III. Reich / Rußland / Frankreich - Zeitung " Парижский вестник " oder " Le Courrier des Paris " oder " Pariser Beobachter " - Ausgabe 111 vom 5. August 1944
Der Pariser Beobachter (Парижский вестник / Le Courrier de Paris) – eine bemerkenswerte Zeitung aus der komplexen Welt der russischen Emigration in Frankreich während des Zweiten Weltkriegs – repräsentiert ein faszinierendes Kapitel der Kollaborationspresse unter deutscher Besatzung.
Nach der deutschen Besetzung von Paris im Juni 1940 etablierte die Wehrmacht zusammen mit den deutschen Propagandabehörden ein umfassendes System der Pressekontrolle. Die Propaganda-Abteilung Frankreich, Teil des Militärbefehlshabers in Frankreich, überwachte sämtliche Publikationen. Für die bedeutende russische Emigrantengemeinschaft in Paris, die seit der Oktoberrevolution 1917 und dem darauffolgenden Bürgerkrieg in Frankreich Zuflucht gefunden hatte, wurden spezielle Zeitungen geschaffen.
Die russische Emigration in Paris war bis 1940 eine der größten außerhalb Russlands. Schätzungsweise 150.000 bis 200.000 russische Emigranten lebten in Frankreich, viele davon in Paris. Sie hatten eine eigene kulturelle Infrastruktur mit Kirchen, Schulen, Theatern und zahlreichen Zeitungen aufgebaut. Diese Gemeinschaft war politisch vielfältig – von ehemaligen zaristischen Offizieren über Menschewiki bis zu unpolitischen Flüchtlingen.
Mit der deutschen Besatzung versuchten die Nationalsozialisten, diese Emigrantengemeinschaft für ihre antibolschewistische Propaganda zu instrumentalisieren. Der “Pariser Beobachter” (in kyrillischer Schrift als “Парижский вестник” und auf Französisch als “Le Courrier de Paris” bekannt) war eine solche von den deutschen Besatzungsbehörden kontrollierte Publikation.
Die Ausgabe 111 vom 5. August 1944 erschien zu einem dramatischen Zeitpunkt. Paris stand kurz vor der Befreiung – die alliierten Truppen hatten nach der erfolgreichen Landung in der Normandie am 6. Juni 1944 stetig an Boden gewonnen. Am 25. August 1944, nur zwanzig Tage nach dieser Zeitungsausgabe, würde Paris befreit werden. Die Zeitung erschien also in den letzten Tagen der deutschen Besatzung, als die Wehrmacht bereits ihre Niederlage vor Augen hatte.
Solche Zeitungen dienten mehreren Zwecken: Sie sollten die russischen Emigranten über die deutsche Sicht des Kriegsgeschehens informieren, antibolschewistische und antisowjetische Stimmung fördern und möglicherweise Emigranten für deutsche Kriegszwecke rekrutieren. Die Russische Befreiungsarmee (ROA) unter General Andrei Wlassow, die auf deutscher Seite gegen die Sowjetunion kämpfte, suchte in dieser Zeit aktiv nach Unterstützern unter den Emigranten.
Der Inhalt solcher Zeitungen umfasste typischerweise: Kriegsberichte aus deutscher Perspektive, antibolschewistische Artikel, Nachrichten über die Emigrantengemeinschaft, kulturelle Beiträge und praktische Informationen für das Leben unter Besatzung. Die redaktionelle Linie war streng kontrolliert und musste den deutschen Propagandavorgaben entsprechen.
Nach der Befreiung von Paris wurden die Herausgeber und Mitarbeiter solcher Kollaborationszeitungen oft der “collaboration horizontale” oder intellektuellen Kollaboration beschuldigt.

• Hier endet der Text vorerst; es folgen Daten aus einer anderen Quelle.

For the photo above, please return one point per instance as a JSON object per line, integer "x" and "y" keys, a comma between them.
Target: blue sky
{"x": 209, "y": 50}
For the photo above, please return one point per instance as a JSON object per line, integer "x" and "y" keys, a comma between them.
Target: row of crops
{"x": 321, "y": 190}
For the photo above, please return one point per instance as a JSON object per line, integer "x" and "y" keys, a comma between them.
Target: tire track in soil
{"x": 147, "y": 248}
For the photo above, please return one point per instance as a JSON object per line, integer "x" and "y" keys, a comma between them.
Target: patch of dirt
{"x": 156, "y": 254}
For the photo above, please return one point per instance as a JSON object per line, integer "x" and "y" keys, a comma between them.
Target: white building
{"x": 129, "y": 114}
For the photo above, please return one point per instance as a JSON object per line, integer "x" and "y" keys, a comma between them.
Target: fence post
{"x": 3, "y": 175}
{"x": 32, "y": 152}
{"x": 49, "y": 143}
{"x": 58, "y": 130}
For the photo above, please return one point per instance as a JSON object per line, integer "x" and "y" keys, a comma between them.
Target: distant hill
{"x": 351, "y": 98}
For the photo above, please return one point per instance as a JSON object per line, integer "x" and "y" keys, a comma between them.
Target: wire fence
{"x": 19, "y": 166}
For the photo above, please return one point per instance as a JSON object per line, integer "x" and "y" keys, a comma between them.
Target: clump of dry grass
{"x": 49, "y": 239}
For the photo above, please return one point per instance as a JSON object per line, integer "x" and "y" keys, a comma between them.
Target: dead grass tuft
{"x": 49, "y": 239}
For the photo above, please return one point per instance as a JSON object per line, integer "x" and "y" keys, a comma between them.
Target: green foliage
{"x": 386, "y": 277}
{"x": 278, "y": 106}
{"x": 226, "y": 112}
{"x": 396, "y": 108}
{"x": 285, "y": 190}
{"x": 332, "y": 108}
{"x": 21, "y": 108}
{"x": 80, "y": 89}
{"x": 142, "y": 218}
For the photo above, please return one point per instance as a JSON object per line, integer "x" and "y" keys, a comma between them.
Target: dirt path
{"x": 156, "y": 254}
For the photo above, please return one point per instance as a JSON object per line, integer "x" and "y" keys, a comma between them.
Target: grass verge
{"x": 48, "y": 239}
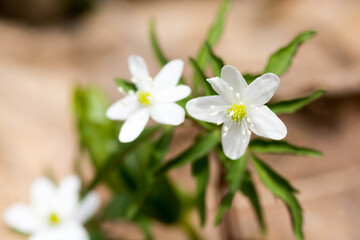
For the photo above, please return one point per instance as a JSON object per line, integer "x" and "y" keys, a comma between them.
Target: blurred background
{"x": 49, "y": 46}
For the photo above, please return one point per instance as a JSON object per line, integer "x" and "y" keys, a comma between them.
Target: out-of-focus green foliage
{"x": 281, "y": 147}
{"x": 282, "y": 189}
{"x": 202, "y": 145}
{"x": 281, "y": 60}
{"x": 291, "y": 106}
{"x": 160, "y": 57}
{"x": 200, "y": 170}
{"x": 234, "y": 176}
{"x": 249, "y": 191}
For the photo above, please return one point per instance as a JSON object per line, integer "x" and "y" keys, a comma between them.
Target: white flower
{"x": 154, "y": 97}
{"x": 241, "y": 108}
{"x": 54, "y": 213}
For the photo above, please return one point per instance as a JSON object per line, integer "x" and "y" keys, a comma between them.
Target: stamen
{"x": 120, "y": 89}
{"x": 237, "y": 112}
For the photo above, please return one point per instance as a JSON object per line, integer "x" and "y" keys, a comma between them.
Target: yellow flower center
{"x": 144, "y": 98}
{"x": 54, "y": 219}
{"x": 237, "y": 112}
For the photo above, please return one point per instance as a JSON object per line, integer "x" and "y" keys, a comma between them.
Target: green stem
{"x": 190, "y": 230}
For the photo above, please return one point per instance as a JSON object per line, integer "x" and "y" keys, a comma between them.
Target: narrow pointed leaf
{"x": 249, "y": 191}
{"x": 125, "y": 85}
{"x": 234, "y": 176}
{"x": 200, "y": 170}
{"x": 160, "y": 57}
{"x": 281, "y": 60}
{"x": 225, "y": 205}
{"x": 281, "y": 147}
{"x": 291, "y": 106}
{"x": 214, "y": 33}
{"x": 216, "y": 63}
{"x": 202, "y": 145}
{"x": 201, "y": 78}
{"x": 283, "y": 190}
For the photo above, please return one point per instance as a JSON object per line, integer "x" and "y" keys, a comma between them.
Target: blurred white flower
{"x": 241, "y": 108}
{"x": 154, "y": 97}
{"x": 54, "y": 212}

Viele russische Emigranten, die mit den deutschen Behörden zusammengearbeitet hatten, flohen nach Deutschland oder wurden verhaftet. Die Nachkriegszeit war für die russische Emigrantengemeinschaft besonders schwierig, da sie zwischen den Fronten stand: verdächtigt von den französischen Behörden wegen möglicher Kollaboration und bedroht von der sowjetischen Forderung nach Repatriierung.

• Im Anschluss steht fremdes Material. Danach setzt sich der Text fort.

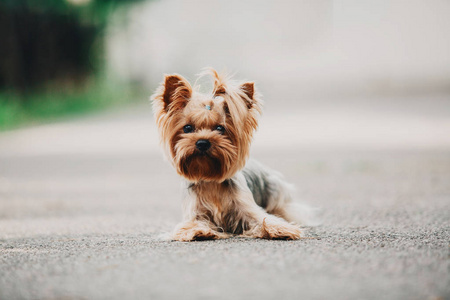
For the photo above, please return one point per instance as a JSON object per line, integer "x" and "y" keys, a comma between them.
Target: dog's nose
{"x": 203, "y": 145}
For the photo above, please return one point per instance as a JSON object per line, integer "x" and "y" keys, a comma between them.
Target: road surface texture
{"x": 84, "y": 204}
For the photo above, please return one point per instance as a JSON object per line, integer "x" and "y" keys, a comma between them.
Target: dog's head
{"x": 206, "y": 136}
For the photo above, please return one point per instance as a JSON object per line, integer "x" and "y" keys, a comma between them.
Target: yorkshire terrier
{"x": 207, "y": 139}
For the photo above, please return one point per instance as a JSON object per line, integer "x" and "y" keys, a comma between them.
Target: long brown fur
{"x": 218, "y": 201}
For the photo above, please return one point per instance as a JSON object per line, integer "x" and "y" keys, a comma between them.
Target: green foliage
{"x": 88, "y": 11}
{"x": 17, "y": 109}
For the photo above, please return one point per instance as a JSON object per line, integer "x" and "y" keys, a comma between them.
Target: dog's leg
{"x": 257, "y": 222}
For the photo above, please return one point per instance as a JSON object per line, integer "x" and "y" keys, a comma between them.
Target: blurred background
{"x": 73, "y": 56}
{"x": 356, "y": 116}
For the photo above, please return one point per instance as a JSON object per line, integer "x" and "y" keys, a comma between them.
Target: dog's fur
{"x": 225, "y": 192}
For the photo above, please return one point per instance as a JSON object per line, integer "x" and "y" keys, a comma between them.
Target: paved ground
{"x": 83, "y": 204}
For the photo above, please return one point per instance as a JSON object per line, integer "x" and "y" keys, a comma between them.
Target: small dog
{"x": 207, "y": 139}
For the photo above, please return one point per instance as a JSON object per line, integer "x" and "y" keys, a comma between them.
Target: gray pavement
{"x": 84, "y": 204}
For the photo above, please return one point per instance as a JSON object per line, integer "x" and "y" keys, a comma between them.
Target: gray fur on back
{"x": 260, "y": 181}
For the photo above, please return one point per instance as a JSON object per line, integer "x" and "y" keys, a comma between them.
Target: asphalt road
{"x": 84, "y": 205}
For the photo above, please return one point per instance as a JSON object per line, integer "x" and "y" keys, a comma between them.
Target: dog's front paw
{"x": 279, "y": 230}
{"x": 196, "y": 231}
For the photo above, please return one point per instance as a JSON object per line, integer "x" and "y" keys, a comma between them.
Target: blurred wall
{"x": 318, "y": 47}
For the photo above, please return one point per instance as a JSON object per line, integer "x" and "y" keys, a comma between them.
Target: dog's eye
{"x": 188, "y": 128}
{"x": 220, "y": 128}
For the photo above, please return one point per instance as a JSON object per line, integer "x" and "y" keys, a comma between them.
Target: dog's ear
{"x": 174, "y": 92}
{"x": 248, "y": 88}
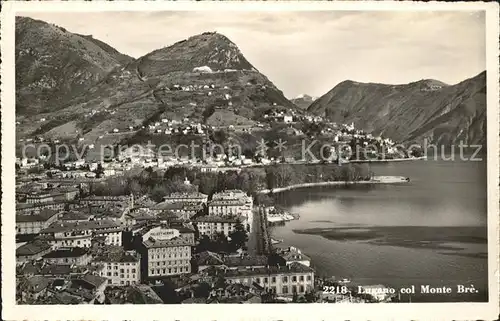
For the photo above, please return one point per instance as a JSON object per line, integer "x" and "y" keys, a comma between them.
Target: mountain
{"x": 426, "y": 109}
{"x": 205, "y": 78}
{"x": 303, "y": 101}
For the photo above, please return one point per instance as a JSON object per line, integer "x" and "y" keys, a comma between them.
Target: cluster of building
{"x": 75, "y": 249}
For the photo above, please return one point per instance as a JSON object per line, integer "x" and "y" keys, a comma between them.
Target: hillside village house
{"x": 230, "y": 203}
{"x": 121, "y": 268}
{"x": 294, "y": 255}
{"x": 34, "y": 223}
{"x": 25, "y": 208}
{"x": 128, "y": 200}
{"x": 186, "y": 197}
{"x": 57, "y": 194}
{"x": 74, "y": 255}
{"x": 183, "y": 210}
{"x": 80, "y": 234}
{"x": 166, "y": 252}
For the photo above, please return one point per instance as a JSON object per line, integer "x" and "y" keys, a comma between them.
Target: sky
{"x": 309, "y": 52}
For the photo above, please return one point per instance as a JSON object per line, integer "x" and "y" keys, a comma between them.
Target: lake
{"x": 429, "y": 231}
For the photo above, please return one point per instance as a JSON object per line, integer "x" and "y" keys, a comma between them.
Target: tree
{"x": 239, "y": 237}
{"x": 202, "y": 290}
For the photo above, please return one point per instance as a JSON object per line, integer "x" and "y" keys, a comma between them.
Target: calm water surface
{"x": 439, "y": 194}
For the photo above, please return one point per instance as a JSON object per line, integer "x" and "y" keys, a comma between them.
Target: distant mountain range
{"x": 69, "y": 84}
{"x": 426, "y": 109}
{"x": 303, "y": 101}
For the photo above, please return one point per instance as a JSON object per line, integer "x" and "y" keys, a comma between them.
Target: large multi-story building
{"x": 81, "y": 234}
{"x": 165, "y": 252}
{"x": 127, "y": 200}
{"x": 120, "y": 267}
{"x": 210, "y": 225}
{"x": 23, "y": 208}
{"x": 35, "y": 222}
{"x": 183, "y": 210}
{"x": 283, "y": 280}
{"x": 186, "y": 197}
{"x": 58, "y": 194}
{"x": 32, "y": 251}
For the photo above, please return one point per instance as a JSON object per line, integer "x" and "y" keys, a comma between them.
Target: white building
{"x": 81, "y": 234}
{"x": 120, "y": 267}
{"x": 166, "y": 252}
{"x": 210, "y": 225}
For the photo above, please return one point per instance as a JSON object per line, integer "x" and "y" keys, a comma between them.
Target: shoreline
{"x": 374, "y": 180}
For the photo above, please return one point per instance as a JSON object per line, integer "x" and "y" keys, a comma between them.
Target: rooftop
{"x": 192, "y": 206}
{"x": 290, "y": 269}
{"x": 116, "y": 255}
{"x": 241, "y": 261}
{"x": 32, "y": 248}
{"x": 69, "y": 252}
{"x": 186, "y": 195}
{"x": 217, "y": 219}
{"x": 176, "y": 241}
{"x": 58, "y": 227}
{"x": 223, "y": 202}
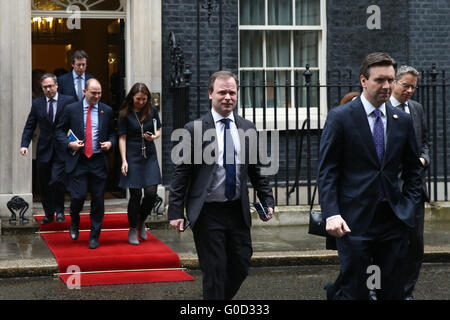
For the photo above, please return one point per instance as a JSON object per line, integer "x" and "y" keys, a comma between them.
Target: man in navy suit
{"x": 73, "y": 83}
{"x": 404, "y": 87}
{"x": 86, "y": 159}
{"x": 45, "y": 112}
{"x": 364, "y": 147}
{"x": 216, "y": 194}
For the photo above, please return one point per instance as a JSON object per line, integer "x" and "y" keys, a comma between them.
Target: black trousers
{"x": 376, "y": 258}
{"x": 224, "y": 248}
{"x": 89, "y": 175}
{"x": 51, "y": 184}
{"x": 140, "y": 207}
{"x": 414, "y": 258}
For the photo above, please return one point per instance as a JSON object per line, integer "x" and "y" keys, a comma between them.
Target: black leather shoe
{"x": 60, "y": 217}
{"x": 73, "y": 230}
{"x": 330, "y": 289}
{"x": 93, "y": 243}
{"x": 46, "y": 220}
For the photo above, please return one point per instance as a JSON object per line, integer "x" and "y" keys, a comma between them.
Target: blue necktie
{"x": 378, "y": 138}
{"x": 229, "y": 161}
{"x": 378, "y": 134}
{"x": 50, "y": 110}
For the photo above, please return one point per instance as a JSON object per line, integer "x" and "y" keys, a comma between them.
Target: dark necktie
{"x": 88, "y": 137}
{"x": 229, "y": 161}
{"x": 378, "y": 138}
{"x": 50, "y": 110}
{"x": 378, "y": 134}
{"x": 79, "y": 89}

Heute sind solche Zeitungen wichtige historische Quellen für das Verständnis der Besatzungszeit, der Propaganda-Strategien und des Lebens der russischen Emigrantengemeinschaft unter deutscher Herrschaft. Sie dokumentieren eine komplexe Periode, in der Menschen unter extremem Druck schwierige Entscheidungen treffen mussten.
Die Erhaltung dieser Dokumente ist für die Geschichtsforschung von großer Bedeutung, da sie Einblick in die Mechanismen der Besatzungspropaganda und die Lebenswirklichkeit der russischen Diaspora während des Zweiten Weltkriegs bieten.